Introduction

Why 64-Bit Computing?

The question of why we need 64-bit computing is often asked but rarely answered in a satisfactory manner. There are good reasons for the confusion surrounding the question.

That is why first of all; let's look through the list of users who need 64 addressing and 64-bit calculations today:

Users of CAD, designing systems, simulators do need RAM over 4 GB. Although there are ways to avoid this limitation (for example, Intel PAE), it impacts the performance. Thus, the Xeon processors support the 36bit addressing mode where they can address up to 64GB RAM. The idea of this support is that the RAM is divided into segments, and an address consists of the numbers of segment and locations inside the segment. This approach causes almost 30% performance loss in operations with memory. Besides, programming is much simpler and more convenient for a flat memory model in the 64bit address space - due to the large address space a location has a simple address processed at one pass. A lot of design offices use quite expensive workstations on the RISC processors where the 64bit addressing and large memory sizes are used for a long time already.

Users of data bases. Any big company has a huge data base, and extension of the maximum memory size and possibility to address data directly in the data base is very costly. Although in the special modes the 32bit architecture IA32 can address up to 64GB memory, a transition to the flat memory model in the 64bit space is much more advantageous in terms of speed and ease of programming.

Scientific calculations. Memory size, a flat memory model and no limitation for processed data are the key factors here. Besides, some algorithms in the 64bit representation have a much simpler form.

Cryptography and safety ensuring applications get a great benefit from 64bit integer calculations.

What is 64-bit computing?

The labels "16-bit," "32-bit" or "64-bit," when applied to a microprocessor, characterize the processor's data stream. Although you may have heard the term "64-bit code," this designates code that operates on 64-bit data.

In more specific terms, the labels "64-bit," 32-bit," etc. designate the number of bits that each of the processor's general-purpose registers (GPRs) can hold. So when someone uses the term "64-bit processor," what they mean is "a processor with GPRs that store 64-bit numbers." And in the same vein, a "64-bit instruction" is an instruction that operates on 64-bit numbers.
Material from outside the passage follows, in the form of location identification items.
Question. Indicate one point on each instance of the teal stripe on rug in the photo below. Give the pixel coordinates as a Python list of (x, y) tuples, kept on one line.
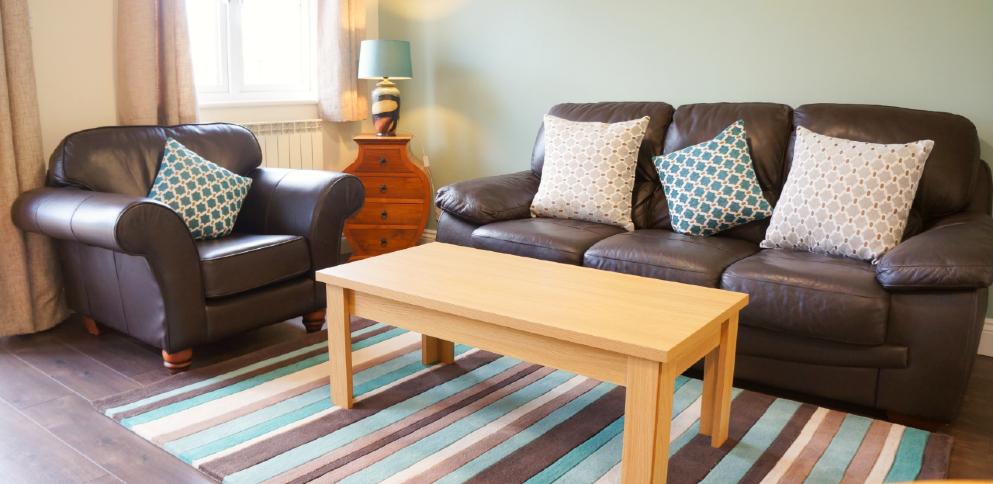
[(598, 463), (739, 460), (578, 454), (841, 450), (110, 412), (909, 456), (438, 440), (313, 449), (527, 435), (254, 381), (324, 403)]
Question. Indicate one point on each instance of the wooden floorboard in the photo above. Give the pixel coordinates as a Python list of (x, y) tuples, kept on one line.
[(122, 453), (51, 433), (29, 454)]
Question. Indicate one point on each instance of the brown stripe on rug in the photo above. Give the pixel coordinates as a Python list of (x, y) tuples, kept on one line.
[(373, 447), (867, 453), (538, 454), (196, 375), (697, 457), (479, 448), (937, 455), (326, 424), (775, 451), (807, 459)]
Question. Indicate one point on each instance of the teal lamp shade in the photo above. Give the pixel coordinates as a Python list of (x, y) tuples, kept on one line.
[(385, 59)]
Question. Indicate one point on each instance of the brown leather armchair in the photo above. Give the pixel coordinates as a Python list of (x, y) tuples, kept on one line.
[(130, 263)]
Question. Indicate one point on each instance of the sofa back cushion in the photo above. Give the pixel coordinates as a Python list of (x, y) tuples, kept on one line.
[(647, 194), (125, 159), (949, 178), (767, 128)]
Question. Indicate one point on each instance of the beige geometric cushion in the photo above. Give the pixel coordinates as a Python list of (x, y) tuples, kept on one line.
[(846, 197), (589, 171)]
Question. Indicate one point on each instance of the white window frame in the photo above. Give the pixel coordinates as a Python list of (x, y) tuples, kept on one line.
[(232, 92)]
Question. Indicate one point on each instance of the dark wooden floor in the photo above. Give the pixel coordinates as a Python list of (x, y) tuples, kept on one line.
[(50, 433)]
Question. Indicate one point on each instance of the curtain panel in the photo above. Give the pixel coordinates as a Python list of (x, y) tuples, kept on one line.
[(154, 64), (340, 30), (30, 286)]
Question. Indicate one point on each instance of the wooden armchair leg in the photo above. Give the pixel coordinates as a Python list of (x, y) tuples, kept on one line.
[(91, 326), (178, 361), (314, 321)]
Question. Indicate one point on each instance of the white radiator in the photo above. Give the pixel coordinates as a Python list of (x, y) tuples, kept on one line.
[(290, 144)]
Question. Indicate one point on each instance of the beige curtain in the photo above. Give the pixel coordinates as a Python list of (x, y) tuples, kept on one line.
[(154, 66), (30, 288), (340, 30)]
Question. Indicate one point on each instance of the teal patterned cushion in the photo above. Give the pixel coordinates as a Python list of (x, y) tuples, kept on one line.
[(712, 186), (208, 197)]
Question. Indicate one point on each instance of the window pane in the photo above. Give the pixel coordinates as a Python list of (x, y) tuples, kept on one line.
[(275, 44), (206, 38)]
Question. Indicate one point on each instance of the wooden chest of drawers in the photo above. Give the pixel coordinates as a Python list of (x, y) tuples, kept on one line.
[(397, 197)]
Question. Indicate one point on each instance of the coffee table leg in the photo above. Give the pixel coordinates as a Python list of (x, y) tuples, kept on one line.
[(718, 372), (434, 350), (340, 346), (647, 416)]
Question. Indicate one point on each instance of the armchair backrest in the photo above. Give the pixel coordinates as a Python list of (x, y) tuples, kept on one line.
[(125, 159)]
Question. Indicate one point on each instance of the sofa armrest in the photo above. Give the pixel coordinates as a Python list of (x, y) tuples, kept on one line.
[(308, 203), (490, 199), (955, 253)]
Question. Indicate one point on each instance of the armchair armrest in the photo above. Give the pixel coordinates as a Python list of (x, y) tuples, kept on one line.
[(135, 226), (311, 204), (955, 253), (490, 199)]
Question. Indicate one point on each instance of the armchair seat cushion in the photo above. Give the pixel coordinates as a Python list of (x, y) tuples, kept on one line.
[(663, 254), (558, 240), (812, 295), (242, 262)]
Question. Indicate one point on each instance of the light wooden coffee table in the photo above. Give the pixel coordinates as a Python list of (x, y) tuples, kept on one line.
[(633, 331)]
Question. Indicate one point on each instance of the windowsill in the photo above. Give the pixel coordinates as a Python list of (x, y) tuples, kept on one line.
[(257, 103)]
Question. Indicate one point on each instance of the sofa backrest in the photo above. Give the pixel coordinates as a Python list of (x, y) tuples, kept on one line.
[(125, 159), (950, 176)]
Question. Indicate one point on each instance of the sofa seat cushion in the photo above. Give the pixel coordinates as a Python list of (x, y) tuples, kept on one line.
[(558, 240), (663, 254), (242, 262), (813, 295)]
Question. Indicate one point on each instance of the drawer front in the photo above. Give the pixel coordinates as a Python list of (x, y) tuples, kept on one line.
[(374, 213), (381, 160), (393, 187), (380, 241)]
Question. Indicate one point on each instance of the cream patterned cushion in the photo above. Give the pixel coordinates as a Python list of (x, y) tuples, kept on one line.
[(589, 171), (845, 197)]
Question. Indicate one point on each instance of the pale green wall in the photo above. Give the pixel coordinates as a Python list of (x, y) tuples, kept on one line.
[(485, 70)]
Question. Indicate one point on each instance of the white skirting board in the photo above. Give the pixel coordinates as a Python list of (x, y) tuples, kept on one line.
[(986, 340)]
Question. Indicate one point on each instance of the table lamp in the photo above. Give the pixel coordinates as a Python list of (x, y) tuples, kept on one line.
[(385, 60)]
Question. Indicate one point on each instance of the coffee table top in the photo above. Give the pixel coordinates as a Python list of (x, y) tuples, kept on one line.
[(632, 315)]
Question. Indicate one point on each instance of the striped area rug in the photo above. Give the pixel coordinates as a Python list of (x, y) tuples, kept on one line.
[(487, 418)]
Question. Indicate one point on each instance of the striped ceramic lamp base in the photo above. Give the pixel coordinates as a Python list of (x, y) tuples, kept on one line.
[(385, 107)]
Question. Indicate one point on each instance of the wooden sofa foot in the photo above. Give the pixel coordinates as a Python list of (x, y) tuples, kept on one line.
[(91, 326), (314, 320), (178, 361)]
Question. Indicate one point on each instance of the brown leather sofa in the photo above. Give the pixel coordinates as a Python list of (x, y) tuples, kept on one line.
[(900, 335), (130, 263)]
In the diagram above black boxes are code, white boxes are data, and gray boxes are results. The instruction and code "sizes" are not to be taken literally, since they're intended to convey a general feel for what it means to "widen" a processor from 32 bits to 64 bits.

Not all the data either in memory, the cache, or the registers is 64-bit data. Rather, the data sizes are mixed, with 64 bits being the widest.

Note that in the 64-bit CPU pictured above, the width of the code stream has not changed; the same-sized opcode could theoretically represent an instruction that operates on 32-bit numbers or an instruction that operates on 64-bit numbers, depending on what the opcode's default data size is. On the other hand, the width of the data stream has doubled. In order to accommodate the wider data stream, the sizes of the processor's registers and the sizes of the internal data paths that feed those registers must be doubled.

Now let's take a look at two programming models, one for a 32-bit processor and another for a 64-bit

The registers in the 64-bit CPU pictured above are twice as wide as those in the 32-bit CPU, but the size of the instruction register (IR) that holds the currently executing instruction is the same in both processors. Again, the data stream has doubled in size, but the instruction stream has not. Finally, the program counter (PC) has also doubled in size.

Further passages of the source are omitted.